Autophagy regulation by acetylation-implications for neurodegenerative diseases

Neurodegeneration: Altered protein tagging impairs brain's clean-up mechanisms Modulation of a chemical tagging process known as acetylation could help brain cells remove toxic proteins associated with Alzheimer's disease, amyotrophic lateral sclerosis (ALS) and other neurodegenerative disorders. David Rubinsztein and colleagues from the University of Cambridge, UK, review how enzymes that add or remove acetyl groups to or from proteins help to regulate autophagy, the process whereby damaged cellular components are removed.
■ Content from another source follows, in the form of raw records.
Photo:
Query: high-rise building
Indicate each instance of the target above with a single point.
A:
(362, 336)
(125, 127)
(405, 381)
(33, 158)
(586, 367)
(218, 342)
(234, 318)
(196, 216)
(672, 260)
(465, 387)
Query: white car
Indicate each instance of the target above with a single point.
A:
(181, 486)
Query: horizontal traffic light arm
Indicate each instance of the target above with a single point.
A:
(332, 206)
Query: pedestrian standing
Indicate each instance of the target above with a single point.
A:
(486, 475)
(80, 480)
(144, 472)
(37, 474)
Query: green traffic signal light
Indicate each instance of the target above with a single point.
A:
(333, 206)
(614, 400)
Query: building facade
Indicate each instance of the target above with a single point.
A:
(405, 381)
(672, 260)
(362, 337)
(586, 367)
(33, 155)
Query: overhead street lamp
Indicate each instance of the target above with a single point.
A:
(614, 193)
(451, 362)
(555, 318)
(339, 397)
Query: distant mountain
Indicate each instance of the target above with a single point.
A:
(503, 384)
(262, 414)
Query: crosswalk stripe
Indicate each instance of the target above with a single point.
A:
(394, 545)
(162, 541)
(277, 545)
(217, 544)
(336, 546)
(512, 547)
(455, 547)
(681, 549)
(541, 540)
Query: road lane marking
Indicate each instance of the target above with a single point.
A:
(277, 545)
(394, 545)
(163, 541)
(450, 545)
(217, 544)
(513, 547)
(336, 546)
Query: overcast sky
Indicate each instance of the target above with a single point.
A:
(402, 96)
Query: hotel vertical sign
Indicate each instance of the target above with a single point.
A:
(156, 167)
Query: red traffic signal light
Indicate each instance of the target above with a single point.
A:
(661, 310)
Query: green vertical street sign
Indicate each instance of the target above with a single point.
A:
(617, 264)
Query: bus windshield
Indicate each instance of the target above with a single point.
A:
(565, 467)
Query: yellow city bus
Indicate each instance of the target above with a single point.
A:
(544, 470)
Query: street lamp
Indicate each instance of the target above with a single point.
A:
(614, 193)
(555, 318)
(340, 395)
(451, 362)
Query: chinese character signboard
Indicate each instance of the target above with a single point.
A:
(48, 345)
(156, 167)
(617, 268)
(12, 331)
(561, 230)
In neurons, imbalanced acetylation can result in the toxic build-up of proteins such as tau (Alzheimer's disease), alpha-synuclein (Parkinson's disease), huntingtin (Huntington's disease) and superoxide dismutase 1 (ALS). The ensuing protein aggregation can then trigger progressive neuron loss and impaired function, especially as the brain ages. The authors propose that therapeutic targeting of acetylation to restore healthy autophagic activity could therefore have neuroprotective effects in many of these diseases. Posttranslational modifications of proteins, such as acetylation, are essential for the regulation of diverse physiological processes, including metabolism, development and aging. Autophagy is an evolutionarily conserved catabolic process that involves the highly regulated sequestration of intracytoplasmic contents in double-membrane vesicles called autophagosomes, which are subsequently degraded after fusing with lysosomes. The roles and mechanisms of acetylation in autophagy control have emerged only in the last few years. In this review, we describe key molecular mechanisms by which previously identified acetyltransferases and deacetylases regulate autophagy. We highlight how p300 acetyltransferase controls mTORC1 activity to regulate autophagy under starvation and refeeding conditions in many cell types. Finally, we discuss how altered acetylation may impact various neurodegenerative diseases in which many of the causative proteins are autophagy substrates. These studies highlight some of the complexities that may need to be considered by anyone aiming to perturb acetylation under these conditions.

Automated summary

Acetylation plays a crucial role in neurodegenerative diseases by affecting the clearance and aggregation of proteins, leading to neuron loss and impaired function. Therapeutic targeting of acetylation to restore healthy autophagic activity may have neuroprotective effects in various neurodegenerative diseases. These findings highlight the importance of understanding the role of acetylation in regulating autophagy for the development of potential treatments for neurodegenerative disorders.